A record 45-day official advertising ban was imposed on the Evrensel newspaper on June 23 over a column by Ragıp Zarakolu titled “No escape from ill fate,” the daily reported.
The ban was imposed by Turkey’s Press Advertising Agency (BİK), the state body responsible for regulating publicly funded advertisements in the media. The ban also applies to Evrensel’s website.
Zarakolu’s column appeared both in the Evrensel newspaper and on the Artı Gerçek news website on May 5, drawing parallels between Turkish President Recep Tayyip Erdoğan and former Prime Minister Adnan Menderes, who was hanged by a military junta after a coup in 1960, thereby attracting the ire of President Erdoğan.
Declaring that they will object to the ban, Evrensel lawyer Devrim Avcı said: “The 45-day advertising ban is the longest ever imposed. It is not possible to explain in law such a penalty for an article written by a columnist expressing his own opinions within the scope of freedom of expression.”
President Erdoğan’s lawyer had filed a criminal complaint against Zarakolu for his column on May 6, accusing him of “instigating a military coup d’état.”
In his complaint Erdoğan claimed that Zarakolu openly threatened him with a military putsch and execution, requesting that authorities investigate and charge him with crimes against the constitutional order and the president.
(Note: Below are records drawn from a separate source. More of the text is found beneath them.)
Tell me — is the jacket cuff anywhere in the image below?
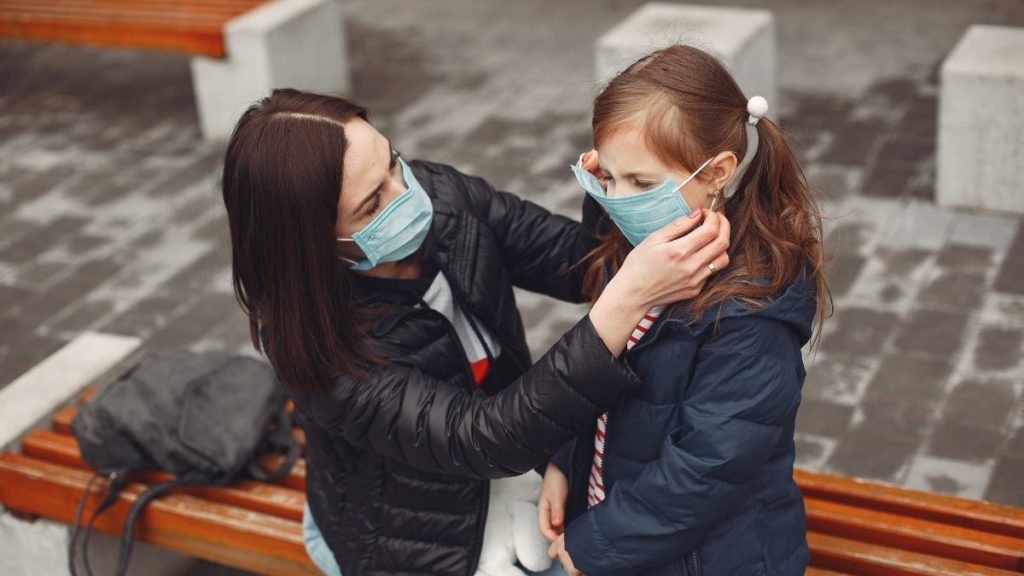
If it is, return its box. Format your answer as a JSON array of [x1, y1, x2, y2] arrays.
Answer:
[[565, 510, 637, 576], [557, 316, 641, 410]]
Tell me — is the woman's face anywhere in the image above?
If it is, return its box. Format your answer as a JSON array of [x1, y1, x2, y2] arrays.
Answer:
[[334, 118, 408, 259], [597, 128, 735, 210]]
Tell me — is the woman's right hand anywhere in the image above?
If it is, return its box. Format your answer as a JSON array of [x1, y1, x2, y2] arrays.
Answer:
[[589, 209, 729, 358], [537, 463, 569, 542], [608, 210, 730, 307]]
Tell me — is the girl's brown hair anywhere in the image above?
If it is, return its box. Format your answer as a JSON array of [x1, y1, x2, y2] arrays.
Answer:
[[222, 89, 374, 390], [584, 45, 828, 336]]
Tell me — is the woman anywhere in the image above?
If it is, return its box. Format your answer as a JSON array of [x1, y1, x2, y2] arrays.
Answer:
[[539, 46, 827, 576], [223, 90, 728, 576]]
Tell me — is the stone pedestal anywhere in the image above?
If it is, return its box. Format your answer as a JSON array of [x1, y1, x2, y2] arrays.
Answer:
[[936, 25, 1024, 214], [594, 2, 780, 109], [191, 0, 351, 140]]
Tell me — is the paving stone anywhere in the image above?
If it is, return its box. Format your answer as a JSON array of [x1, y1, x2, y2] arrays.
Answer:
[[0, 284, 32, 314], [906, 456, 992, 499], [974, 327, 1024, 371], [825, 252, 867, 298], [893, 308, 969, 361], [819, 122, 883, 166], [794, 431, 836, 471], [942, 378, 1020, 434], [992, 228, 1024, 294], [861, 164, 914, 198], [935, 241, 993, 273], [826, 426, 918, 484], [949, 210, 1021, 250], [797, 398, 853, 438], [804, 353, 879, 406], [918, 270, 987, 312], [985, 458, 1024, 507], [821, 306, 898, 356], [865, 353, 950, 403], [927, 422, 1004, 463]]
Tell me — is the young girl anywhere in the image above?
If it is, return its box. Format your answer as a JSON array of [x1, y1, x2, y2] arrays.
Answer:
[[540, 46, 827, 576]]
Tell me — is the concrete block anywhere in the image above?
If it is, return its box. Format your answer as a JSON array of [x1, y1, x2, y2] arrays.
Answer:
[[0, 332, 141, 450], [191, 0, 351, 140], [594, 2, 781, 108], [937, 25, 1024, 214]]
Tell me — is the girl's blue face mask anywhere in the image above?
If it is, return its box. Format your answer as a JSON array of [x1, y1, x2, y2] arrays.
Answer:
[[338, 157, 434, 271], [572, 157, 715, 246]]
Fatih Polat, editor-in-chief of the Evrensel newspaper, and Görkem Kınacı, its editor, testified on May 14 with respect to Zarakolu’s column.
Turkish authorities have been targeting journalists and members of the press due to their reports and other journalistic activities.
According to the Reporters Without Borders’ (RSF) 2020 World Press Freedom Index in which Turkey was ranked 154th among 180 countries in terms of press freedom, Turkey is the world’s biggest jailer of professional journalists.
The Stockholm Center for Freedom (SCF) has documented that 153 journalists are currently behind bars in Turkey, while 168 wanted on fabricated terrorism charges have been forced to live in exile.
The Turkish government has seized nearly 200 media outlets including the country’s largest daily as well as most popular TV networks since 2015.